When told by MacDaniel that the meeting would continue taking place, Spencer went on to question whether the APC was not allowing those residents attending the meeting – specifically those in the hallway and on the sidewalk – to participate in a public hearing.
MacDaniel said that wasn’t the case and then left it to the members of the APC to decide whether to table the hearing or not.
“You may want to consider that,” Spencer said. “There’s a lot of people complaining that they don’t even have access to even being in the building.”
It didn’t take long for one APC member, Gabe Nobbe, to make a motion to table the hearing to a different date and bigger venue, which brought cheers and applause from crowd predominantly consisting of opponents to the wind farm project.
That motion was seconded by APC member Carl Hylton, followed by brief discussion among the APC.
One APC member who initially was not in favor of tabling the hearing was Fayette County Commissioner Leota King.
“I don’t think it’s necessary,” King said, learning that the meeting was being broadcast live on Connersville TV3. “If they can find a location where there’s a television set, someplace in the area …”
That comment drew some boos from the crowd.
“This is a public meeting and you’re saying the public’s not welcome?” another unidentified audience member asked King. “Is that what you’re saying?”
“That’s not what I’m saying. I’m not saying that at all,” she replied.

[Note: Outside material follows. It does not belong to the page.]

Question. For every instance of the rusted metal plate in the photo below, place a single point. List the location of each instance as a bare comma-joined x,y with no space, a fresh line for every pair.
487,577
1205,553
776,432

Nobbe then explained his motion, more in detail, to table the hearing.
“I respectfully disagree,” Nobbe said. “We need to have a venue where people can at least hear (the meeting). They may have access to a TV but you don’t have that outside. I respectfully disagree. At least have a venue where everyone can participate and hear what’s going on, regardless of how our opinions fall out. I think everybody has the right to hear that.”
CFD Fire Chief Troy Tipton then informed the APC that the meeting was coming very close to violating building and fire code.

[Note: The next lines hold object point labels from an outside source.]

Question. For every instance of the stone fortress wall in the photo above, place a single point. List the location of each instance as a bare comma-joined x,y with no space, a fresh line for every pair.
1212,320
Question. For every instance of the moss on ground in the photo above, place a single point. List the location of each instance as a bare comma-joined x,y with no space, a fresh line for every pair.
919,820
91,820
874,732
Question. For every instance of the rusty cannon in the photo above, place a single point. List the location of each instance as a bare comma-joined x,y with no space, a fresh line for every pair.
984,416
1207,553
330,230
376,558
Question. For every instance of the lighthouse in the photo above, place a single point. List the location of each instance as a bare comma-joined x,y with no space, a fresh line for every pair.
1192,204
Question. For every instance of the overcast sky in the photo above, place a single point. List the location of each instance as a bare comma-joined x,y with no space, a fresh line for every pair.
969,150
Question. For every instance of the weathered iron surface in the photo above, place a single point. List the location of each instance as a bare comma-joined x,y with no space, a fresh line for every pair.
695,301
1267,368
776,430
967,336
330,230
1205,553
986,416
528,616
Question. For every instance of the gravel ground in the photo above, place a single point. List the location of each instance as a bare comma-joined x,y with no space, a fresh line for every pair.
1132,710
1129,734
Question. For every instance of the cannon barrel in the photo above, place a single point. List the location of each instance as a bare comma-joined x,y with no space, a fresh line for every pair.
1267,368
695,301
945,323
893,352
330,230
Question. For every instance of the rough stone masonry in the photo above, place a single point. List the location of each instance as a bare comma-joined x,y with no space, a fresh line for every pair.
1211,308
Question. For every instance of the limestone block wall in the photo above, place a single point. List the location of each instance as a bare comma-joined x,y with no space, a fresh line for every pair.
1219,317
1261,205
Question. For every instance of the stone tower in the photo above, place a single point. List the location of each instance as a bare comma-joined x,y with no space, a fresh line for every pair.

“We’re pushing the fire code,” he told MacDaniel.
Following that, the APC took a roll call vote and voted unanimously to table the hearing until a later date and a larger venue could be found.
Both sides in the debate felt the decision by the APC was the appropriate one, given the circumstances Monday night.

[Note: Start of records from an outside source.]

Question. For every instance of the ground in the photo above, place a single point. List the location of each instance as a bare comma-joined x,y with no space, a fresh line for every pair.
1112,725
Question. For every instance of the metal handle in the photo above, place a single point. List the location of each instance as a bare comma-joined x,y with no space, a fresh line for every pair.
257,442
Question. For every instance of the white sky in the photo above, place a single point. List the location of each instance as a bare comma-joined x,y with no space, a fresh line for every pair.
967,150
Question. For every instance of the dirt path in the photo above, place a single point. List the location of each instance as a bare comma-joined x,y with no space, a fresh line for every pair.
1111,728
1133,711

“It was the right thing to do,” said Fayette County resident Larry Keller, who has served as spokesperson for the group of landowners in Posey and Fairview townships which is seeking the Whitewater Wind Farm.
That sentiment was echoed by Snyder, on behalf of the WPCC.
“I think it was appropriate,” he said. “All the people that are here are entitled to hear and understand what’s going on, instead of standing out in the street. People are beginning to understand what the issues are, and when they understand they become concerned.”
Spencer said he raised the question to the APC of postponing the meeting to a different date and venue simply because it was obvious something needed to be done.
“They only had the one TV out in the hallway, outside the council chambers,” Spencer said. “If the local leaders truly are interested in transparency and hearing the public’s input, there’s no other alternative than to allow them to participate in public meetings.”
No new date has yet to be set for the public hearing on the setback amendment, with the APC to look at procuring either the Robert E. Wise Center for the Performing Arts at Connersville High School, or the auditorium at Connersville Middle School, for the venue.